A derived column is a computed property linked to a dataset. You define it within Analytics, and it is not present in the source data. You can include various calculations in a derived column, such as joins with other datasets, filters, and aggregations, as long as the result applies to each record in the target dataset.
For example, if you have a users dataset and an events dataset with a boolean column named vote, you can define a derived column in the users dataset that counts the total number of true votes per user.
The configuration for a derived column is saved within Analytics and accessed through the Catalog. Like other columns in the dataset, you can use a derived column anywhere the catalog is accessible.
A derived column has the following configuration:
- Dataset – Associate the derived column with exactly one dataset, which is selected when defining it. It displays in the Catalog like any other column, and you can use it for any analysis with catalog access. You cannot move a derived column to another dataset.
- Name – Ensure the derived column's name is unique across columns (including derived columns and cohorts) within its dataset.
- Definition – Specify the computation for a derived column using the block editor.
- Default aggregation – Set a default aggregation type, such as count or sum, for contexts where you use the derived column as a measure.
Create derived columns
- Click + and select Derived Column.
- Choose one of the templates to get started.
- Aggregation/First/Last – Create an aggregate quantity for each actor.
- Formula – Write custom logic using the NetScript formula language.
- Conditional on Property – Assign values based on logical conditions.
- Custom – Calculate values by composing multiple blocks.
- Conditional on Aggregate – Calculate an aggregated quantity per actor and assign each actor to a bucket based on the aggregate value.
- Previous/Next Value – Look up the value of the temporally previous or next event for each actor, optionally filtering events.
- Time Since – Calculate how long ago a timestamp property is.
- Enter a name and description.
- Select a dataset for the derived column in the Column of field.
- Decide if you want the derived column to be a measure or attribute.
- Set the Default Aggregation.
- Use blocks to define the computation for your derived column.

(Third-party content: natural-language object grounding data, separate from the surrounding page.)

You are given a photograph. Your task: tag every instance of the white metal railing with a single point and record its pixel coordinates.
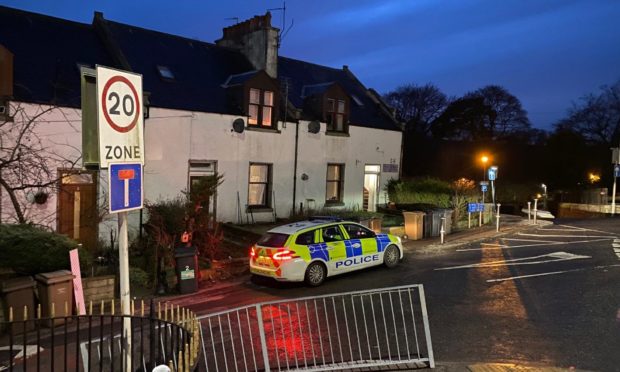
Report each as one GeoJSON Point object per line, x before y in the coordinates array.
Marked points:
{"type": "Point", "coordinates": [359, 329]}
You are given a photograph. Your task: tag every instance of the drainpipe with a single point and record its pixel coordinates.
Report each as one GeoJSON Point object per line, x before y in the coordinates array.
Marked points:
{"type": "Point", "coordinates": [295, 166]}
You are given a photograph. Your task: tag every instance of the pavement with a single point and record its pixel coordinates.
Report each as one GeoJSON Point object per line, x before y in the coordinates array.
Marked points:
{"type": "Point", "coordinates": [509, 224]}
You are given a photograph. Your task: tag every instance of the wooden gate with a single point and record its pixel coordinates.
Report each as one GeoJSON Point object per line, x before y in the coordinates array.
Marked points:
{"type": "Point", "coordinates": [77, 206]}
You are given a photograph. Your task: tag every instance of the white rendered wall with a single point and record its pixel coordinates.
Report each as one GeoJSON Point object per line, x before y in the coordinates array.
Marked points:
{"type": "Point", "coordinates": [173, 138]}
{"type": "Point", "coordinates": [57, 137]}
{"type": "Point", "coordinates": [202, 136]}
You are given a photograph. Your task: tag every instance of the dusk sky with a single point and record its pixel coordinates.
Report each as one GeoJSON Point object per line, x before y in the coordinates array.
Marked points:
{"type": "Point", "coordinates": [547, 53]}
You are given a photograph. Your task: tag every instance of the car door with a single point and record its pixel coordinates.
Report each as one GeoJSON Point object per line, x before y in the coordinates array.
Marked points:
{"type": "Point", "coordinates": [361, 242]}
{"type": "Point", "coordinates": [334, 237]}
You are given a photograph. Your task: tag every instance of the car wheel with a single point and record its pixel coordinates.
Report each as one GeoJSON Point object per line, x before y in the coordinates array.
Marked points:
{"type": "Point", "coordinates": [391, 256]}
{"type": "Point", "coordinates": [315, 274]}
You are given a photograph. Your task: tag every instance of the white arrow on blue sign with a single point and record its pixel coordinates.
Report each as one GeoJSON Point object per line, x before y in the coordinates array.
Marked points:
{"type": "Point", "coordinates": [125, 187]}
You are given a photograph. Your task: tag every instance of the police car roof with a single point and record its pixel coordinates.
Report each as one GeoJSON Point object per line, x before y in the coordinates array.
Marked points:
{"type": "Point", "coordinates": [301, 225]}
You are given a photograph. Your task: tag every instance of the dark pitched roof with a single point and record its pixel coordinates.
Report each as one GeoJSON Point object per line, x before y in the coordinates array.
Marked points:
{"type": "Point", "coordinates": [47, 50]}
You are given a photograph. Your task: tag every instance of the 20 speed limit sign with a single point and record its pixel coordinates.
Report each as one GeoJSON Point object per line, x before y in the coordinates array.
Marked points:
{"type": "Point", "coordinates": [120, 119]}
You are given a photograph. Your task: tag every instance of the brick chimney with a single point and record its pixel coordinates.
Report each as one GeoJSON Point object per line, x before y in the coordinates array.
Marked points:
{"type": "Point", "coordinates": [257, 40]}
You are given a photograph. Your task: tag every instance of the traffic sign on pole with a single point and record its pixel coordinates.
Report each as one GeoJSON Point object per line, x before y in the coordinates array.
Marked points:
{"type": "Point", "coordinates": [119, 117]}
{"type": "Point", "coordinates": [492, 173]}
{"type": "Point", "coordinates": [125, 187]}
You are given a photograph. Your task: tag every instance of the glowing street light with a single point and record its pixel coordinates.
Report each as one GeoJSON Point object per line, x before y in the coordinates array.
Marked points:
{"type": "Point", "coordinates": [593, 177]}
{"type": "Point", "coordinates": [484, 159]}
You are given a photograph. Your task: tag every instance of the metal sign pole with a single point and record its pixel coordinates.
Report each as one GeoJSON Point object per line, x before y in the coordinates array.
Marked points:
{"type": "Point", "coordinates": [613, 197]}
{"type": "Point", "coordinates": [497, 219]}
{"type": "Point", "coordinates": [124, 282]}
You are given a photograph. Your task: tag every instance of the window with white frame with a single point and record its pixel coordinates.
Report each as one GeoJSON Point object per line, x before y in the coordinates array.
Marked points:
{"type": "Point", "coordinates": [335, 183]}
{"type": "Point", "coordinates": [259, 185]}
{"type": "Point", "coordinates": [260, 108]}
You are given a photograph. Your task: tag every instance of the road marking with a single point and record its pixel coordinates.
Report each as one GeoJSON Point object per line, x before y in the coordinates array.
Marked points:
{"type": "Point", "coordinates": [494, 245]}
{"type": "Point", "coordinates": [533, 245]}
{"type": "Point", "coordinates": [584, 229]}
{"type": "Point", "coordinates": [530, 240]}
{"type": "Point", "coordinates": [549, 273]}
{"type": "Point", "coordinates": [555, 257]}
{"type": "Point", "coordinates": [567, 236]}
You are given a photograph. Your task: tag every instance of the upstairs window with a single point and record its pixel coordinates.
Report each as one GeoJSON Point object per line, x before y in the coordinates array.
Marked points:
{"type": "Point", "coordinates": [165, 72]}
{"type": "Point", "coordinates": [336, 115]}
{"type": "Point", "coordinates": [260, 108]}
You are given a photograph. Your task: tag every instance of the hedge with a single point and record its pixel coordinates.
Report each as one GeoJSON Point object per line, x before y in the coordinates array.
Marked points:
{"type": "Point", "coordinates": [30, 250]}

Ensure that the resulting value is at the grain of the selected dataset or can be grouped by the selected dataset.
- Click Run to preview the computed values.
- Click Save.
The derived column can now be used anywhere, such as inside exploration templates and the block editor.
Types of derived columns
Analytics offers several templates to help you get started. Choosing a template is the first step in creating a derived column, and you can change it at any time without losing your work.
Aggregation/first/last
Calculate an aggregate quantity for each actor. For example, you can create a derived column to calculate the signup date.
- Go to + > Derived Column > Aggregation/First/Last.
- Enter a name and description.
- Choose a dataset in the Column of field. For this example, select the Users dataset.
- Decide if this is a measure or an attribute. Choose Measure for this example.
- Select the default aggregation from the drop-down list. Choose avg.
- Select the aggregate block's Aggregator and a value from the drop-down list. For example, select min as the aggregator and set event_ts as the value. Group the results by Users.
- Click Run.
- Click Save.
Conditional on property
Assign values based on logical conditions. For example, you can create a derived column to determine whether users like or dislike the website's content.
- Go to + > Derived Column > Conditional on Property.
- Enter a name and description.
- Choose the Content dataset in the Column of field.
- Select avg from the Default Aggregation drop-down list.
- Configure the blocks using an If/Then/Else block. Set the condition as follows: if vote_avg >= 7.5, assign the value Thumbs Up; otherwise, assign Thumbs Down.
- Click Run.
- Click Save.
Formula
Write custom logic using the NetScript formula language.
- Go to + > Derived Column > Formula.
- Enter a name and description.
- Choose the Campaigns dataset in the Column of field.
- Choose Attribute in the Measure or Attribute field.
- Keep the Default Aggregation drop-down list unselected.
-
Enter the following formula to calculate the Numeric ID:
id = Data.Campaigns.id; if not(isnull(id) or strlen(id) == 0) then to_int(id) end - Add a bin block to categorize types using Numeric ID as the value. Create the following three bins:
- Bin 1 – Social Media, where x < 151.
- Bin 2 – Organic Search, where 151 <= x < 501.
- Bin 3 – Paid Search, where x >= 501.
- Enable the output toggle for this block.
- Click Run.
- Click Save.
Custom
Calculate values by composing multiple blocks. For example, you can create a derived column to determine the incremental campaign revenue.
- Go to + > Derived Column > Custom.
- Enter a name and description.
- Choose the Product Events dataset in the Column of field.
- Choose Measure in the Measure or Attribute field.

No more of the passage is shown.